Now, for a little bit of philosophy, read Occam's razor. This basically states: "The simplest explanation for a phenomenon is most likely the correct explanation".
Other methods for inferring evolutionary relationships use parsimony in a more traditional way. Likelihood methods for phylogeny use parsimony as they do for all likelihood tests, with hypotheses requiring few differing parameters (i.e., numbers of different rates of character change or different frequencies of character state transitions) being treated as null hypotheses relative to hypotheses requiring many differing parameters. Thus, complex hypotheses must predict data much better than do simple hypotheses before researchers reject the simple hypotheses. Recent advances employ information theory, a close cousin of likelihood, which uses Occam's Razor in the same way.
Thus, it's better to use models with fewer parameters than it is to use models that are using many, many different parameters. Find those models which describe the problem well, then merge them together.

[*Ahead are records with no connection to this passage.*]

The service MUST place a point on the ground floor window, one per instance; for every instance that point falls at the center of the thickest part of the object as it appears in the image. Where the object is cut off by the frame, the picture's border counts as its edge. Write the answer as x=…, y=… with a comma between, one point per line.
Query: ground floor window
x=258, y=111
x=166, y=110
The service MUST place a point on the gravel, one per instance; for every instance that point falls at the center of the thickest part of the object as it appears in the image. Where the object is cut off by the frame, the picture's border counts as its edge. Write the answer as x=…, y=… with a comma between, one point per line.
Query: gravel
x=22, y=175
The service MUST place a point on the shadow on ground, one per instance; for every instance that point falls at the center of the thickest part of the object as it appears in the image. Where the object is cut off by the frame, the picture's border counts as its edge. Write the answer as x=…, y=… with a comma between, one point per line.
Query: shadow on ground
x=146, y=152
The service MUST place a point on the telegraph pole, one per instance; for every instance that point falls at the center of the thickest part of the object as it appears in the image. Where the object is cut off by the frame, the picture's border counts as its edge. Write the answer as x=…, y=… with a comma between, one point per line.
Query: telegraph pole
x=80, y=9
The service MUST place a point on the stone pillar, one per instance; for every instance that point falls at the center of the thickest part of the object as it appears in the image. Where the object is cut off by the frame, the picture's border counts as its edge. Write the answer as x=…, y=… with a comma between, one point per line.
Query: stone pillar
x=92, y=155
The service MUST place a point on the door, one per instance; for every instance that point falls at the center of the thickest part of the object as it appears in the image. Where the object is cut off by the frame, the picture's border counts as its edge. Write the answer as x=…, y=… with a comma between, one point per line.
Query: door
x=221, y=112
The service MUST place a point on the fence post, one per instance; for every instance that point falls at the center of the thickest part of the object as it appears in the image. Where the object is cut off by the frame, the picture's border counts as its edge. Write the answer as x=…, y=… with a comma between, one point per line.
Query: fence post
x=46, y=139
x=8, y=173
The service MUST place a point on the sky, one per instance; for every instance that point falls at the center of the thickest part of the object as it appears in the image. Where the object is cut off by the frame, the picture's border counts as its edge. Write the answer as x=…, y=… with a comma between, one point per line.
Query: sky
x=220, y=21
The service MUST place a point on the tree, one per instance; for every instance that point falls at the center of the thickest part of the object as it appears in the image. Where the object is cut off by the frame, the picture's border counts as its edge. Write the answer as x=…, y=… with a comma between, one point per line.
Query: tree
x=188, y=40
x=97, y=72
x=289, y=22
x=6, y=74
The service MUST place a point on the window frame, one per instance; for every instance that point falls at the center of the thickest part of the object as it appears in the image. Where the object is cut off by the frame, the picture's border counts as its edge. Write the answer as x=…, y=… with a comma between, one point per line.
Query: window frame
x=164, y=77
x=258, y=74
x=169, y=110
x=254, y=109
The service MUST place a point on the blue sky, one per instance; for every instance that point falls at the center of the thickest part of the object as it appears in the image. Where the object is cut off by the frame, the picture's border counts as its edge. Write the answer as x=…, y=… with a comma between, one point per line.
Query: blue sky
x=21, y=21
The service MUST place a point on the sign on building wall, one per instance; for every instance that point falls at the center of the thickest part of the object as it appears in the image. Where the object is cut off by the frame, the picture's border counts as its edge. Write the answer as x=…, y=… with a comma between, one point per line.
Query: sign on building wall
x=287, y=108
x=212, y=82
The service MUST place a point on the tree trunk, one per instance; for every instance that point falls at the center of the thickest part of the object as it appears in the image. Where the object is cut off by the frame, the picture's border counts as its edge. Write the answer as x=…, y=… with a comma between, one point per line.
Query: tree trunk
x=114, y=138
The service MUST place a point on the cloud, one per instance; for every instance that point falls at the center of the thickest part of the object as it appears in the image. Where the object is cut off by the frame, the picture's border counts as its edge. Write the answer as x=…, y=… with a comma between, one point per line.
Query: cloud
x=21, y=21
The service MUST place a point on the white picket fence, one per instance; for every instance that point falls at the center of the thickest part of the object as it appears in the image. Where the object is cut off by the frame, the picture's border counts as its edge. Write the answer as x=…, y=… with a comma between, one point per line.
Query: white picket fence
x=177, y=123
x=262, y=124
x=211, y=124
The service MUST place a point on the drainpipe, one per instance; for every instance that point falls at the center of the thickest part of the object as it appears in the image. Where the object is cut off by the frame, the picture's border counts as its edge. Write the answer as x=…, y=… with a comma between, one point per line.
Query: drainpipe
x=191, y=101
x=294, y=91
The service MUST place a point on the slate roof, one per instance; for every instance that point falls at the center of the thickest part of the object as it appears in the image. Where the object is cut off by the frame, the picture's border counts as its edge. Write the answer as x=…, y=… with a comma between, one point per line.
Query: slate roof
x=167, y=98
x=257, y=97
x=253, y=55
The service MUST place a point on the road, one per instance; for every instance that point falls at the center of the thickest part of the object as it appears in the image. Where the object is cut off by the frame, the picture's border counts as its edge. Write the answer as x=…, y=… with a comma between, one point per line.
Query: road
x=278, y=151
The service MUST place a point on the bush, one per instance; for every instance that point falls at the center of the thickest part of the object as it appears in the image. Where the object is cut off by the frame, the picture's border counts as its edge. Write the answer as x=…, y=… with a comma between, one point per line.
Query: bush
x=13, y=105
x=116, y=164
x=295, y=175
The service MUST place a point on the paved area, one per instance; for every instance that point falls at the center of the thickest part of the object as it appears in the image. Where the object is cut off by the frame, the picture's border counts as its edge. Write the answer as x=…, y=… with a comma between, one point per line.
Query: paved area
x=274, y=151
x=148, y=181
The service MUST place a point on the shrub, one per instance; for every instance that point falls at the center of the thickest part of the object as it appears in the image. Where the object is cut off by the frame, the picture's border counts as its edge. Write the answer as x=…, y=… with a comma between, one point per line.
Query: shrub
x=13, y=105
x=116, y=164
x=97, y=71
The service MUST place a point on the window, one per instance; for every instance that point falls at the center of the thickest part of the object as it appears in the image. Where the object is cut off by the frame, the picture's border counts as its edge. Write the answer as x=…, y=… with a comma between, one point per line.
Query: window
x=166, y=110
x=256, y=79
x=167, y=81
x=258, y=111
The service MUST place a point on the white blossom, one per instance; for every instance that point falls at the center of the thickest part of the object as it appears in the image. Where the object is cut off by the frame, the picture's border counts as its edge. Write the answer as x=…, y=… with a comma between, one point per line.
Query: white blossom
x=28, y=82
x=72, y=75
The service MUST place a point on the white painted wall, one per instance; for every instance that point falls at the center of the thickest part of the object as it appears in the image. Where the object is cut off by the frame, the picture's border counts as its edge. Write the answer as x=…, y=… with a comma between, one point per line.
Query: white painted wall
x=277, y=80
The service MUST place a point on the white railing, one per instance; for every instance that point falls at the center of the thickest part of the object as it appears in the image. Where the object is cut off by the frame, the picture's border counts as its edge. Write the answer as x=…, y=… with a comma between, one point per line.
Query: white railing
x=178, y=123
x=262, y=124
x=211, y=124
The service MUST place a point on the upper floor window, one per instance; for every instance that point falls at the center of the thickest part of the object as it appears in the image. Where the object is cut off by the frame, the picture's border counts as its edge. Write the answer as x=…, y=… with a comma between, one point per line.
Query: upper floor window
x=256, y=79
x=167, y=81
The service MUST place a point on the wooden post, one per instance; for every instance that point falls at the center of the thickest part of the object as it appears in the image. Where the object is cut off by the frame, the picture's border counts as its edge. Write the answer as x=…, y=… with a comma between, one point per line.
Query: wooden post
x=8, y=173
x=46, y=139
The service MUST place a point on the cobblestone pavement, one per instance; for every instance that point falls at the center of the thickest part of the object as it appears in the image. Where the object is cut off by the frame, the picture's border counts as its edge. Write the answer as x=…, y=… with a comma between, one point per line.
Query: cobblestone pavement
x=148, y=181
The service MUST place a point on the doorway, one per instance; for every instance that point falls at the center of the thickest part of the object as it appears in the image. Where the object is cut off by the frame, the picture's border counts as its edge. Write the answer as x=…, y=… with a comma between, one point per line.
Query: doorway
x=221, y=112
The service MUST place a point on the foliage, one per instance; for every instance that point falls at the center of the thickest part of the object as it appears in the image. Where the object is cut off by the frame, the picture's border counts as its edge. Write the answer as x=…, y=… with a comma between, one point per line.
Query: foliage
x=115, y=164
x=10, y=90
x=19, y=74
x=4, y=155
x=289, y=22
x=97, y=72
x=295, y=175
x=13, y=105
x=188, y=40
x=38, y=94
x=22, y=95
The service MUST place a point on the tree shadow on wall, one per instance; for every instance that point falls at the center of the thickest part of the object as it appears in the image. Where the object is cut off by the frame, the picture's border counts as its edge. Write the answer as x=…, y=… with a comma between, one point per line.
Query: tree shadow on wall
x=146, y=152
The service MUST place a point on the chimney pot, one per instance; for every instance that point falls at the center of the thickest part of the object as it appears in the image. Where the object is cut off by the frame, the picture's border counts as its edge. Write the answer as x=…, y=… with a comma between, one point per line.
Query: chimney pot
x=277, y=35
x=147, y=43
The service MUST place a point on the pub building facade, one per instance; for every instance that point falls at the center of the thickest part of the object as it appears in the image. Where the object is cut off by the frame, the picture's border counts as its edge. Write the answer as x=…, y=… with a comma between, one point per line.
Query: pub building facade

Back to Tikhonov... If you're also a contender in the netflix prize, check out the following source, which is heavily chopped down in complexity, improved in readability and derived from the source of linalg, which was developed by gravity. This source is not likely usable without the use of their linalg source codes, since it uses PseudoInverse.cpp for example:

Link to main.cpp

The regfactor and regfactorbias also exist in linalg and those are key towards bringing down the rmse. Remember that we potentially have numerical instability, which is why we want to introduce regularization. The regularization conditions the problem, after which better solutions are found. Better solutions provide better fits, reducing error. You'd prefer these regularization terms as close to 0.0f as possible, because when this reg term goes towards 0.00f, you'll go towards the unregularized solution of least squares regression. It'd be great to get there, but the problem itself is ill-posed, so we need some regularization at least.

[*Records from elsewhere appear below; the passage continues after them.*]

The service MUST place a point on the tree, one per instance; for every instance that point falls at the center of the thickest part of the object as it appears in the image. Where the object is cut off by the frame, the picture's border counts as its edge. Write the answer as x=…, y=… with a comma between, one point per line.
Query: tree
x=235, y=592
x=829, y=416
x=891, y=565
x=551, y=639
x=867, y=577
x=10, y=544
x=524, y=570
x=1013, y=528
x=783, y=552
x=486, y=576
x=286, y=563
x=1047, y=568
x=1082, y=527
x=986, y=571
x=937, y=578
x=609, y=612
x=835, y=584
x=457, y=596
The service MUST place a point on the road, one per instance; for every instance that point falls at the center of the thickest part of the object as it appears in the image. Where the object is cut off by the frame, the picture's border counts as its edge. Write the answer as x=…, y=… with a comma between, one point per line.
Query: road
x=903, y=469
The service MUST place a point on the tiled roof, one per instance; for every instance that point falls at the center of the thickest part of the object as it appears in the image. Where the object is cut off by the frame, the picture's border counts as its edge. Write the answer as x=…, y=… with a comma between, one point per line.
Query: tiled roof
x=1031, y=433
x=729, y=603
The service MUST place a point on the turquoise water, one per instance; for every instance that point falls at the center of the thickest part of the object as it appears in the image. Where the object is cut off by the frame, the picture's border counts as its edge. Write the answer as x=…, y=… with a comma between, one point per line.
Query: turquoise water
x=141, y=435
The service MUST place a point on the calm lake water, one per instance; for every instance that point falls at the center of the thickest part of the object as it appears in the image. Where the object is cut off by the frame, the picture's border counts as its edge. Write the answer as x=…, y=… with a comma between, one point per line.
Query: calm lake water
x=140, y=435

I did rip out the fancy parts like cross-validation (used to find optimal values) and rmse reporting, such that you can follow the code better. In the pseudo-inverse, it's basically executing the linear least square solver.

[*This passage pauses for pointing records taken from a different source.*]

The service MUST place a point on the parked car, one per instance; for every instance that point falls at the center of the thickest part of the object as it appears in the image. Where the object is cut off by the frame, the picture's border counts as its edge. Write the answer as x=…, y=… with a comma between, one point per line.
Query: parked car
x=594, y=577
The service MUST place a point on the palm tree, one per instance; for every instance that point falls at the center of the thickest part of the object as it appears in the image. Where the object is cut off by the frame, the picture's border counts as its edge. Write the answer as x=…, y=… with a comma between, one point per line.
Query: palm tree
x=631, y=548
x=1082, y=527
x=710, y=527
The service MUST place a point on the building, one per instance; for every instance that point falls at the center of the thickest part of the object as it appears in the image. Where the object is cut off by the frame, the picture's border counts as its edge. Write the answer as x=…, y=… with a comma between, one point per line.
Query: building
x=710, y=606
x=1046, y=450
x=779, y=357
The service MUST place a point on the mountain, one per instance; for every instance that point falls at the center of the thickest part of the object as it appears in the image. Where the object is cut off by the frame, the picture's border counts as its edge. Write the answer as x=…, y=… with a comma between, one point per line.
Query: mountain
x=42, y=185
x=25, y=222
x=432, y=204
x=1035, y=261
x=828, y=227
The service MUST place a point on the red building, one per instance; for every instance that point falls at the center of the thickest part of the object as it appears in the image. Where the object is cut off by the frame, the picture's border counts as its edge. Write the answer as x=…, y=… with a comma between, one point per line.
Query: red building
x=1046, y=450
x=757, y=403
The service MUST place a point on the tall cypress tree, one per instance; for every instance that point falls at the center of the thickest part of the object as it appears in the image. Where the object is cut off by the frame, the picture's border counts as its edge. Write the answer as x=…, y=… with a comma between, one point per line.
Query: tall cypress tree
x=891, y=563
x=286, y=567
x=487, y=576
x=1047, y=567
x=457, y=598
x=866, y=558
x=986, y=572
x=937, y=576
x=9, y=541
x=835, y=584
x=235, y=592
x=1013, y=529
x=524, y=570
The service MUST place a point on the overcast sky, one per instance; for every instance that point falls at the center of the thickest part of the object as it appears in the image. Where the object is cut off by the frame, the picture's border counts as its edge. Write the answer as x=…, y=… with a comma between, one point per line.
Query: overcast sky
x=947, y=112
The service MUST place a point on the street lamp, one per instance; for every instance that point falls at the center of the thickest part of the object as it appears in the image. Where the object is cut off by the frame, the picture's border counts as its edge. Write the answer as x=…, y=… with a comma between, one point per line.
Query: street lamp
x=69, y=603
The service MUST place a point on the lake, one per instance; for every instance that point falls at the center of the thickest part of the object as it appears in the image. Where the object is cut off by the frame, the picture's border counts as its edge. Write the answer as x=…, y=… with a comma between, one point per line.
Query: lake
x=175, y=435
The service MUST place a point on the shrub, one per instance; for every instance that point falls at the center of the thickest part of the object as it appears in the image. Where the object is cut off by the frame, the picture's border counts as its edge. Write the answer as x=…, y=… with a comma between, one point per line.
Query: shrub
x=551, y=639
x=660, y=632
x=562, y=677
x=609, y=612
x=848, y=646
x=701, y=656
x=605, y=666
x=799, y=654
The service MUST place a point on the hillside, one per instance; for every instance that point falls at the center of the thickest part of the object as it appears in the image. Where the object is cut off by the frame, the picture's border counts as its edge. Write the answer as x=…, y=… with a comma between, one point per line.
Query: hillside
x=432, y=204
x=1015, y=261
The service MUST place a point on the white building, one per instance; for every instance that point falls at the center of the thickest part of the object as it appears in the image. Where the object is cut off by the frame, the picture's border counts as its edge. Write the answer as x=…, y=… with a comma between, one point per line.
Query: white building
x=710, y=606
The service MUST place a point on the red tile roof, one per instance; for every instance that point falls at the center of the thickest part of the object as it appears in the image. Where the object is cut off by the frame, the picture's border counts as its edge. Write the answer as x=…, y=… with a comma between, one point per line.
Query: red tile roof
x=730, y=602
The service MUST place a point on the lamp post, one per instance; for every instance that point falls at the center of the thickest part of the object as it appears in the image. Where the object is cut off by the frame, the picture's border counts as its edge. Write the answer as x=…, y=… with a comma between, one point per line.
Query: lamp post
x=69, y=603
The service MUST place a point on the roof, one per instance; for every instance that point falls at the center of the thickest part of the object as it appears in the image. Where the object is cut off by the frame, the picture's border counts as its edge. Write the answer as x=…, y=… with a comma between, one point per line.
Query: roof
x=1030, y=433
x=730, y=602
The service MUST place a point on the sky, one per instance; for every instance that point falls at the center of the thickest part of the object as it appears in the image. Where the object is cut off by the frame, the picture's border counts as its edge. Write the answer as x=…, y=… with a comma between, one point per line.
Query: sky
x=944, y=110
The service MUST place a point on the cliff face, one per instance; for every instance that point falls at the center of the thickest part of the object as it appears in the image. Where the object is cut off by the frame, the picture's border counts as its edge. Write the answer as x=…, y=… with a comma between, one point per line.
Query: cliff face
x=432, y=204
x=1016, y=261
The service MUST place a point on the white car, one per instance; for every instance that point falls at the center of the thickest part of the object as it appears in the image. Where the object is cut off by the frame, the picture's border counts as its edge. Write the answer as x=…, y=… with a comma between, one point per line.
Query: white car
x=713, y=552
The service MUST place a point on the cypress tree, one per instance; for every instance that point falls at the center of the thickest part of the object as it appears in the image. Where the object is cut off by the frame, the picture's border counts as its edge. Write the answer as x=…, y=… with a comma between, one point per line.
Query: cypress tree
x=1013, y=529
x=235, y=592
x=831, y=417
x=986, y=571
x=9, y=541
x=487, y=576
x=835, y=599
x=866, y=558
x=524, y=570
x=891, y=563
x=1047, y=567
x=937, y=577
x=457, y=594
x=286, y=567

The returned array is an array of weights, which are used to multiply with a bias of 1.0f, another weight for algo1, another for algo2... If you like, you could easily add other algorithms and this thing will give you reasonable weights in return.


Anonymous said...

So this begs the obvious question - for the Netflix data how much improvement is there over a simple linear combination of predictions?

Gerard Toonstra said...

I can't possibly answer that question, because it depends on how your predictions are arranged in the total data set. I assume however that for many prediction sets, they are quite well distributed across the actual ratings, if you consider the entire prediction range. Thus, the problem isn't necessarily ill-posed. In that case, the overall rmse is probably very equal. That is why many people state that there's no difference whatsoever.

I have a set here which without any regularization gets 0.890916. With regularization it gets 0.890897. So it's minimal, but only because the number of samples is so high.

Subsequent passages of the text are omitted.